Einfaktorielle ANOVA

Einfaktorielle ANOVA: Einstieg in die Interpretation und Auswertung

Die folgenden Seiten werden sich jetzt mit der Interpretation und Auswertung der Ergebnisse beschäftigen. Die gilt sowohl für die Ausgabe der einfaktoriellen ANOVA, als auch für die post-hoc Tests und Kontraste. Zuerst werden wir uns mit der Interpretation der deskriptiven Statistiken beschäftigen. Auch wenn man von den deskriptiven Statistiken keine Schlüsse über die Signifikanz der Ergebnisse ziehen kann, sind die deskriptiven Statistiken wichtig, um beispielsweise Trends aus den Daten zu sehen und sind daher fester Bestandteil einer wissenschaftlichen Arbeit.

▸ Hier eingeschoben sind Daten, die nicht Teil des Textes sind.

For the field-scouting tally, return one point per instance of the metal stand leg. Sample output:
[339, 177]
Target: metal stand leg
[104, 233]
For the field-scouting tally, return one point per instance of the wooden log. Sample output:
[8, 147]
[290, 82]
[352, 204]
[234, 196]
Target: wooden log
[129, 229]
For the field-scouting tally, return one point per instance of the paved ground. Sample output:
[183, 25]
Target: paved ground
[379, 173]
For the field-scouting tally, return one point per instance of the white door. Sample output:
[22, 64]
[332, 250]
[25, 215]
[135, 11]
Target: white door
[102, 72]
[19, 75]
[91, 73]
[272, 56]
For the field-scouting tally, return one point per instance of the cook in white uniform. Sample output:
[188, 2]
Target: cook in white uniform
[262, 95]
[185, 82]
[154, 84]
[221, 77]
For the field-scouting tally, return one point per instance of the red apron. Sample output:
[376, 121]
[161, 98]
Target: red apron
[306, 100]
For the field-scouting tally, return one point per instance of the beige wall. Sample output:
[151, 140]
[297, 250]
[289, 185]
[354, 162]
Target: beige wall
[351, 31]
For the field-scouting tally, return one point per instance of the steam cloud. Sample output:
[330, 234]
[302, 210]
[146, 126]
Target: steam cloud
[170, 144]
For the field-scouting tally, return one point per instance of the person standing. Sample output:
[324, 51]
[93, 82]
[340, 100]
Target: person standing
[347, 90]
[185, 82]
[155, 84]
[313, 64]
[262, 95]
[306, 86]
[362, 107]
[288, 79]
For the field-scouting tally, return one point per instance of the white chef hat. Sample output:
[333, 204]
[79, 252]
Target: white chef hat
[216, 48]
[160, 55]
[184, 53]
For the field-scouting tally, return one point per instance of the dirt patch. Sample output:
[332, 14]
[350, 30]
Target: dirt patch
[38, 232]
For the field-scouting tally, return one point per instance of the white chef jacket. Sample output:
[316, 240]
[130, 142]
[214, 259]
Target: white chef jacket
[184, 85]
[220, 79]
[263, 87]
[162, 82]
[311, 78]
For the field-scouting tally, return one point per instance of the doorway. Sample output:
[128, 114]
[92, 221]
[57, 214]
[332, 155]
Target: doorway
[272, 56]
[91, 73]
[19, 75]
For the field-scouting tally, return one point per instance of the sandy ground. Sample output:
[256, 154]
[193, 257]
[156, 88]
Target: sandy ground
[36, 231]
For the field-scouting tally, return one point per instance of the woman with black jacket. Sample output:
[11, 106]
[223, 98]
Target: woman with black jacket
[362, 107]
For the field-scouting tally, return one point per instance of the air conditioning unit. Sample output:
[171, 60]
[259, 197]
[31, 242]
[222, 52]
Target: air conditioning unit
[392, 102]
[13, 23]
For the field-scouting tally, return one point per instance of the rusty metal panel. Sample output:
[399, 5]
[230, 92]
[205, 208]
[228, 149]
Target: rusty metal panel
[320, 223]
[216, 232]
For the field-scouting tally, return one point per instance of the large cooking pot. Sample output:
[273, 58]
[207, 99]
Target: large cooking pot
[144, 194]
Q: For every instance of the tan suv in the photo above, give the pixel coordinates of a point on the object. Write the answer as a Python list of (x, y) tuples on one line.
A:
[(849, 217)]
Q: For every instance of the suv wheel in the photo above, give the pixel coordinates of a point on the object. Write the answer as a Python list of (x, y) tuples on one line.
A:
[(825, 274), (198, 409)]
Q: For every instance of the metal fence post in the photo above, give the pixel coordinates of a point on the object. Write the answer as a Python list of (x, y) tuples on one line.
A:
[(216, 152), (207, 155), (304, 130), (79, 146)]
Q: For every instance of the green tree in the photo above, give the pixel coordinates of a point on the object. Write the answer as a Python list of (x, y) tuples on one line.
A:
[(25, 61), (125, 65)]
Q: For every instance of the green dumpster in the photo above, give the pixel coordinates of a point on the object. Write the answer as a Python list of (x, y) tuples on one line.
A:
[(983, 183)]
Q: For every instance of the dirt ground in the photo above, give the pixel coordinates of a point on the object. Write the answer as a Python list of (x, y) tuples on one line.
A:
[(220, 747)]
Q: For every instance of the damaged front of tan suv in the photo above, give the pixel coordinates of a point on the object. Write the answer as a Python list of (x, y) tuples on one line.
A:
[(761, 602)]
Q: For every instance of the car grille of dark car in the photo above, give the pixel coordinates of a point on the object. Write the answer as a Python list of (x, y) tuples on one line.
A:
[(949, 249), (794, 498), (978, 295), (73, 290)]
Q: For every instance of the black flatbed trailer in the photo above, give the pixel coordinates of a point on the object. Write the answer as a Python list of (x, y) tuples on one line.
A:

Wie wir bereits am Anfang dieses How-To erwähnt haben, ist eine der Voraussetzungen der ANOVA die Gleichheit der Varianzen (Homoskedastizität). Ist diese Voraussetzung nicht erfüllt, müssen wir ein anderes, robusteres Verfahren verwenden, was allerdings schon Teil der Ausgabe ist.

Danach hängt das weitere Vorgehen davon ab, ob post-hoc Tests oder Kontraste interpretiert werden sollen (hier noch einmal die Übersicht mit den Unterschieden zwischen den beiden).

Einfaktorielle ANOVA mit post-hoc Tests

Bei der Berechnung der einfaktoriellen ANOVA haben wir bereits einige post-hoc Tests ausgewählt und berechnen lassen. Jetzt kommt es darauf an, ob Homoskedastizität gegeben ist. Falls, nein, können wir die Standard-ANOVA nicht interpretieren und müssen stattdessen die robustere Welch-ANOVA auswerten. Bei mangelnder Homoskedastizität muss auch ein andere post-hoc Test interpretiert werden. All dies, sowie die korrekte Verschriftlichung der Ergebnisse, besprechen wir später.

Einfaktorielle ANOVA mit Kontrasten

Wenn eine spezielle Forschungshypothese im Vorfeld bereits bekannt war, können wir statt post-hoc Tests auch Kontraste berechnen. Auch hier gilt: wenn Homoskedastizität nicht gegeben ist, muss die robustere Welch-ANOVA interpretiert werden. Wir besprechen, wie man Kontraste für die einfaktorielle ANOVA mit SPSS berechnet und auch wie man entsprechend Anpassungen vornimmt, wenn man mehr als einen Kontrast berechnet. Im Anschluss interpretieren wir die Ergebnisse jeweils, wenn Homoskedastizität gegeben ist und wenn nicht.